Highs and Lows

I’ve been wavering between posting and not posting today, because everything I try to write seems redundant and uninteresting. (Possibly because I’ve already lived through it, I suppose. Also possibly because today has been a bit exhausting and my creative juices [what little I had to begin with] appear to be drained.)

I also usually try to keep my posts focused on the positive things from my day, but I don’t want to sugarcoat. Trust me, it’s not like my days consist entirely of me floating through the hallways leaving a trail of rainbows, butterflies, and lovestruck middle school boys in my wake. (Well, okay… sometimes… on the good days… for brief moments… it does feel a little bit like that. Not gonna lie.)

But there are kids who don’t respond to me. There are kids who sullenly stare at the ground while I plead with them to practice the dialogue with me one-on-one (whether it’s because they’re shy, low level, or just stubborn, I can’t be sure). There are times I say something and get blank stares until my co-teacher translates and I watch their eyes light up with understanding. There are times when I want to go crazy from trying to keep up with lesson planning. There are classes, on Mondays and Tuesdays, when I try out a new lesson for the first time and it utterly flops, and that feels horrible.

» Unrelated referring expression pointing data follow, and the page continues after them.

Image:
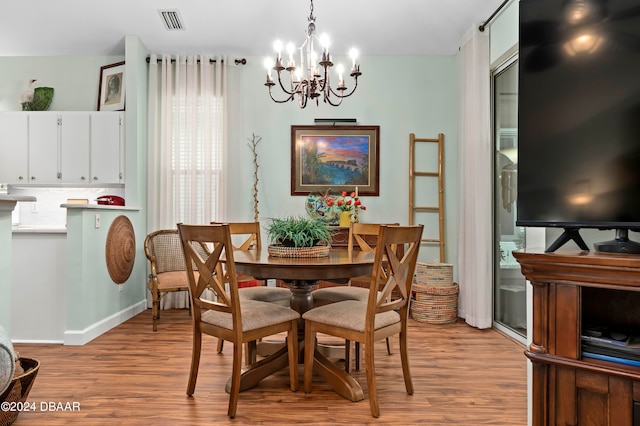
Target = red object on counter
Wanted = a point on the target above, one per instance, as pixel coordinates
(111, 200)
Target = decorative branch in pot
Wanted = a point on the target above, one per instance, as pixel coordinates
(298, 237)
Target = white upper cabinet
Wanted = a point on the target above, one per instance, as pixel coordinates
(106, 135)
(79, 148)
(74, 147)
(14, 148)
(43, 147)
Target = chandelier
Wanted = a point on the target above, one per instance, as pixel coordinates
(311, 80)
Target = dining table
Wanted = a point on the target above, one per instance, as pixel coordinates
(302, 275)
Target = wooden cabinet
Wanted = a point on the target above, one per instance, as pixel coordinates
(571, 291)
(80, 148)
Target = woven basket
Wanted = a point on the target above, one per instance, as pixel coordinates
(434, 297)
(434, 274)
(18, 390)
(284, 251)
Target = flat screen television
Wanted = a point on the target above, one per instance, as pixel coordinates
(579, 119)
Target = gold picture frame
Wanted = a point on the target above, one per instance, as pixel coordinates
(337, 157)
(111, 91)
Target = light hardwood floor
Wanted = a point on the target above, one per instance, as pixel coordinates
(133, 376)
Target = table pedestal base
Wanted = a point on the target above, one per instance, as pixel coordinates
(301, 300)
(342, 382)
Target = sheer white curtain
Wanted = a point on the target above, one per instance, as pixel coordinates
(187, 140)
(475, 223)
(187, 144)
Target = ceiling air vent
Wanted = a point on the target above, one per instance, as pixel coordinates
(171, 19)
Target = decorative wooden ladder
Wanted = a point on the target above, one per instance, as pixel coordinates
(438, 174)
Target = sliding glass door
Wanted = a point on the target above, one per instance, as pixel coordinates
(509, 284)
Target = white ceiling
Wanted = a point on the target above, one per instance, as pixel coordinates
(237, 27)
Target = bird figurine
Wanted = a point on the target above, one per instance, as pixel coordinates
(27, 97)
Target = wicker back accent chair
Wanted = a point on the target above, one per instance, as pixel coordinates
(164, 252)
(384, 314)
(228, 318)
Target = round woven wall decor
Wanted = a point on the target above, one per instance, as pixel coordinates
(120, 249)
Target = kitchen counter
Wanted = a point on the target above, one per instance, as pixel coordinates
(38, 229)
(97, 207)
(8, 202)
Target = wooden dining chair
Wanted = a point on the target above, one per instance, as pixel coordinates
(228, 317)
(167, 274)
(249, 287)
(383, 315)
(362, 236)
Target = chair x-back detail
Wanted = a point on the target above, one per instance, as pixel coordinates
(384, 314)
(248, 233)
(228, 317)
(363, 237)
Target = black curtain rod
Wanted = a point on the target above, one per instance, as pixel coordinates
(241, 61)
(482, 27)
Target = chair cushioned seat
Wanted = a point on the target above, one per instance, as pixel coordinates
(349, 314)
(278, 295)
(254, 315)
(172, 279)
(341, 293)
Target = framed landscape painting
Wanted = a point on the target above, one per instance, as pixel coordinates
(337, 157)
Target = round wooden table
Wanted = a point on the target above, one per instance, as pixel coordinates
(301, 276)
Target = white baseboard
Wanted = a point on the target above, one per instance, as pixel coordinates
(81, 337)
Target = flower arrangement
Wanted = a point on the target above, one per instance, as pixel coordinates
(347, 202)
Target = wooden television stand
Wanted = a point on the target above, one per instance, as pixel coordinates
(572, 291)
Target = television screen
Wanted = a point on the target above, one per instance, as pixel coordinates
(579, 114)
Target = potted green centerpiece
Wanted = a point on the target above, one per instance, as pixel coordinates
(298, 237)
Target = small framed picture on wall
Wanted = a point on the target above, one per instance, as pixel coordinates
(111, 92)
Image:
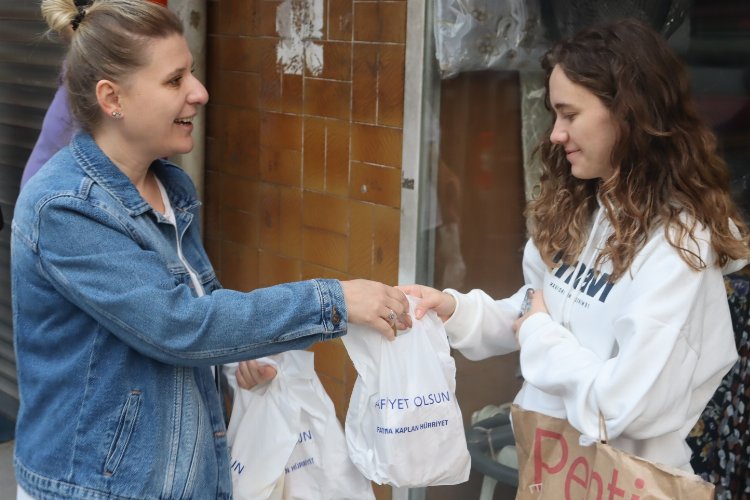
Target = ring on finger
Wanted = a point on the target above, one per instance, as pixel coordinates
(392, 317)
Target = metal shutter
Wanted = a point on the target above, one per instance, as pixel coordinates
(29, 67)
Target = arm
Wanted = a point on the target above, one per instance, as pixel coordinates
(478, 325)
(645, 389)
(130, 292)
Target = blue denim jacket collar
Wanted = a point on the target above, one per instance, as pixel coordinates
(105, 173)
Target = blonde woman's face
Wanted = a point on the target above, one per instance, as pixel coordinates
(584, 127)
(160, 100)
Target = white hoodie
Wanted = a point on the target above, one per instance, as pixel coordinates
(648, 351)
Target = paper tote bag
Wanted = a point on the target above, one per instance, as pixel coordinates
(553, 465)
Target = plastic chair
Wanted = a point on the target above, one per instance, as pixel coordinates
(492, 448)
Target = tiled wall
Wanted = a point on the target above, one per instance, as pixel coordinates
(303, 171)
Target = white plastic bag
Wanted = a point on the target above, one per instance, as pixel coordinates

So with that said, here is the good, the bad, and the ugly from today.

High: The weather has remained cool to the point of needing a jacket some days, and I am eternally grateful for this. Daegu is known as the hottest, most humid place in Korea in the summer, so I’ll take cold/cool weather for as long as I possibly can.

Low: One of my classes that’s normally really good started to fall apart a little bit today. Not that they were being intentionally disrespectful, but because I had put them in groups with their desks facing each other, the non-class-related talking got out of control and the noise level rose to where I couldn’t even make myself heard. Does needing my co-teacher to silence them make me a failure? Because it sure felt like it.

High: One of the teachers in my office brought me a few unwrapped squares of a chocolate bar in his bare hands. Why is this a high point? It’s weird, right? Would anyone in Western office culture do this? Probably not. But it touches me the way everyone shares food in such a familial way. And although we can’t speak the same language, they never leave me out.

Low: One of my classes was unexpectedly (for me) canceled due to a listening test today. Which is fine except that this is the class I have to do an open class with next week (the one where other native English teachers and the Daegu Metropolitan Office of Education supervisor come to watch/evaluate) AND we have midterms coming up in two weeks… which means that next week, for the open class, not only will I have not seen them for two weeks, but I’ll also have to try to cram in two lessons’ worth of material to prep them for the test (which includes boring textbook stuff) while making it look fun and exciting and awesome. This doesn’t bode well for anyone involved.

So there you have it. It’s not perfect here. My kids aren’t perfect. My co-teachers aren’t perfect. My school isn’t perfect. I’m certainly not perfect. But even so, I am incredibly happy with my life here, and I find joy in the small things from each individual day. I can use the less-than-desirable moments to improve myself, my teaching style, and my approach. (Or at least, that’s what I try to tell myself after a class that bombed or an embarrassing moment.)

I came here to grow, and I guess there’s bound to be some growing pains along the way.